Author: Hari Navarro
My daughter was raped as a baby. Does the fact that she was nine and not a baby make me a liar, does it take any of the sting from an opening sentence surely designed to shock and pull you into the tawdry undertow that sweeps through these words?
But you see I’ve always scorned those you refer to their children as babies when they are not, to label them such is to deny them growth. It belittles the struggles overcome as they claw to a crawl and stagger from cradle to ash.
But she was my baby.
An infant led into a filthy warm cellar by those she trusted and loved. Sibling neighbors, who stroked her long hair and locked the door shut as they pushed her down to the floor. She had been bad they said, perhaps even evil as they warned of the wrath that was visited upon all those who spoke of the punishment they dealt.
So that’s why we took her to the clinic, that place where gastropods had run up behind cognitive neuroscience and shoulder barged it into the future. We sold all that we owned to finance this wonder of science; this harnessing of the engram, epigenetic modification beneath the snap-crack of a ribonucleic whip.
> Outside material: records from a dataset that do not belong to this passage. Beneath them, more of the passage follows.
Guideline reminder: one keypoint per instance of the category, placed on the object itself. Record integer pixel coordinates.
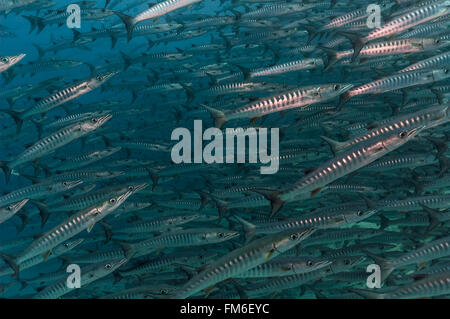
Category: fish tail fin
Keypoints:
(357, 42)
(386, 267)
(245, 71)
(335, 146)
(218, 116)
(129, 23)
(35, 22)
(332, 58)
(17, 117)
(368, 294)
(126, 60)
(43, 211)
(128, 249)
(343, 98)
(6, 170)
(249, 228)
(433, 216)
(41, 51)
(76, 35)
(11, 262)
(189, 93)
(273, 196)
We paid for the ability to peel away memories, to hack out those things that haunt her, those things that compact her teenage mind and stuff it into the dark. The pit where she cuts and she spits at the mirror. Where the wallpaper it peels and lays the truth bare as she scratches away at her skin.
It’s been six weeks since the procedure. The day they nudged aside her synapses and plucked instead from the shriveled and blackened neurons that stored each wretched second of that day in the cellar. And then, it wiped it clean from her mind.
Listen as she sobs alone in her room. Though now she has no idea why. It’s her spirit, the essence of what it is that makes her who she is, that now mocks inside her head.
Her mind cant play for her the images but the blood in her veins, the integumentary system that again feels the dig of her nails and the razors slit edge, it remembers.
It’s her strength, this overriding connection of body and mind, it is this she can mine to rebuild the childish things that she lost.
If I could I would put back that pitch darkness we took. It’s part of her. I’ve stolen from her the key. I’m so sorry, for how in the world can you now own that which you no longer have?